Contributions to spatio-temporal signal processing

Marilynn Philamena Wylie, University of Pennsylvania

Abstract

In many applications, such as satellite communications and imaging, an array of sensors is used to spatially and temporally sample a propagating wavefield that has contributions from the signals of interest as well as interference and additive noise. Since the propagating field is a function of both space and time, its dependence on either or both of these features may be exploited in order to enhance the detectability of the signals of interest. Traditionally, direction of arrival information has been used to spatially filter the incident wavefields. However, there is an emerging class of cyclic direction finding techniques that also exploits cyclostationarity (which is a temporal property) to further attenuate the effects of co-channel interference and noise. Part I of this dissertation is centered around the development of three new techniques which are designed to advance the state of the art in spatio-temporal signal processing. Part II focuses on the development of a new algorithm for time delay estimation in spread spectrum communications. The apparently dissimilar problems investigated in Parts I and II are unified by the commonality in the techniques used. In Part II, we apply the MUSIC algorithm, which has traditionally been used for direction finding, to the problem of time delay estimation in spread spectrum communications.
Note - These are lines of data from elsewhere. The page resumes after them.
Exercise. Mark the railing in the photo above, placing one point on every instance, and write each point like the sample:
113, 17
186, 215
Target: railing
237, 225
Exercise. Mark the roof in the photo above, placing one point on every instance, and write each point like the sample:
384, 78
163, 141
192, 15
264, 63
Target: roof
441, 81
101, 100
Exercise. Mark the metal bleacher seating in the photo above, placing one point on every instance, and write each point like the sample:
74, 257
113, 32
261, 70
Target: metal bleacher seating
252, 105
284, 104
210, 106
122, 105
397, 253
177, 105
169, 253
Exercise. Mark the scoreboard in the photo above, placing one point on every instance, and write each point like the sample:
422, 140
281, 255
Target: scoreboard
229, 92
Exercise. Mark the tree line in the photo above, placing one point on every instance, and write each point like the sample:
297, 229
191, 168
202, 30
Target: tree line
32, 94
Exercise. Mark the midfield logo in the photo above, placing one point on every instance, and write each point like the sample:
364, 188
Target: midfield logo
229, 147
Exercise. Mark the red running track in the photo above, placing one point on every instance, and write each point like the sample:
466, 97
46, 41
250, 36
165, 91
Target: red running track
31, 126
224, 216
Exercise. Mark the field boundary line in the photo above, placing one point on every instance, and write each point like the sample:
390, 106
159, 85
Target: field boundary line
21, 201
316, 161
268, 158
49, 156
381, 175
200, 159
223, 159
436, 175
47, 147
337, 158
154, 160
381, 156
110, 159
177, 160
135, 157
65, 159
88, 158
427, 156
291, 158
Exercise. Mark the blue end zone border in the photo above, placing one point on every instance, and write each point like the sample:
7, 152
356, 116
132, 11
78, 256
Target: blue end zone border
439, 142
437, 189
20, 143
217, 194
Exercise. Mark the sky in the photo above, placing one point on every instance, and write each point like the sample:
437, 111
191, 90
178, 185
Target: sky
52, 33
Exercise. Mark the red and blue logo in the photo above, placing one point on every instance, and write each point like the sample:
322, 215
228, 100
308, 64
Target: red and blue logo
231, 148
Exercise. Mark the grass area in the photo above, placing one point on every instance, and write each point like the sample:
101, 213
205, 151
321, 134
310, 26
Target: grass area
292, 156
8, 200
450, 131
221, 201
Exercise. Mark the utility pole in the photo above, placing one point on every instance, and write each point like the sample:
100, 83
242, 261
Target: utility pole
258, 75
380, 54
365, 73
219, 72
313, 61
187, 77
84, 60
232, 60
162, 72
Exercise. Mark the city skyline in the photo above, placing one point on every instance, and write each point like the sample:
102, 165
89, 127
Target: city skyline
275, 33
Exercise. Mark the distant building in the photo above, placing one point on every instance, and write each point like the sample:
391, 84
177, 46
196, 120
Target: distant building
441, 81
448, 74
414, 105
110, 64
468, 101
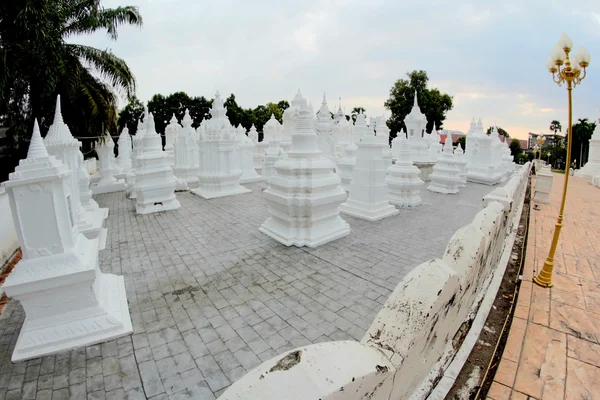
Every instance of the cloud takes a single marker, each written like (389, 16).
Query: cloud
(489, 55)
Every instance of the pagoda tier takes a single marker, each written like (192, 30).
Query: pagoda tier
(305, 194)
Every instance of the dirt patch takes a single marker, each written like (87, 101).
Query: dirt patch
(490, 344)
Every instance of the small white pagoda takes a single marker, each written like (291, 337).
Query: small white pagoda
(61, 144)
(187, 157)
(124, 163)
(68, 302)
(403, 178)
(484, 164)
(105, 148)
(220, 171)
(592, 168)
(445, 176)
(246, 156)
(304, 195)
(154, 181)
(368, 194)
(171, 132)
(272, 136)
(259, 146)
(459, 156)
(324, 128)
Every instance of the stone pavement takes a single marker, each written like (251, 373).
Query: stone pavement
(211, 297)
(553, 349)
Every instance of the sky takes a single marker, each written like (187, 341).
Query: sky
(489, 55)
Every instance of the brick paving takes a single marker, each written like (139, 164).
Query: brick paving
(553, 348)
(211, 297)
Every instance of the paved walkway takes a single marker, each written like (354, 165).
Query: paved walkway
(211, 297)
(552, 350)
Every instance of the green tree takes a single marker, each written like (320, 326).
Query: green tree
(555, 126)
(515, 147)
(129, 116)
(37, 63)
(432, 102)
(501, 132)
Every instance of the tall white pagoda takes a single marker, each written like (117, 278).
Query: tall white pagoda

The contributions of this dissertation are the (i) development of a new self-calibration and direction finding algorithm (assuming a single source); (ii) theoretical performance evaluation of the calibration algorithm; (iii) derivation of a Constrained Cramer-Rao Lower Bound on mean-squared estimation error; (iv) development of a new self-calibration algorithm (assuming multiple sources); (v) development of a new frequency focusing-cyclic direction finding technique that generates virtual array 'observations'; (vi) development of a new time delay estimation algorithm for spread spectrum communications that maps the usual K-dimensional timing problem (for a K-user system) to K one-dimensional problems and; (vii) derivation of a closed form expression for the Cramer-Rao Lower Bound for mean-squared time delay estimation. For each problem, a representative body of simulations is presented to verify estimator performance.

Subject Area

Electrical engineering|Remote sensing

Recommended Citation

Wylie, Marilynn Philamena, "Contributions to spatio-temporal signal processing" (1995). Dissertations available from ProQuest. AAI9543158.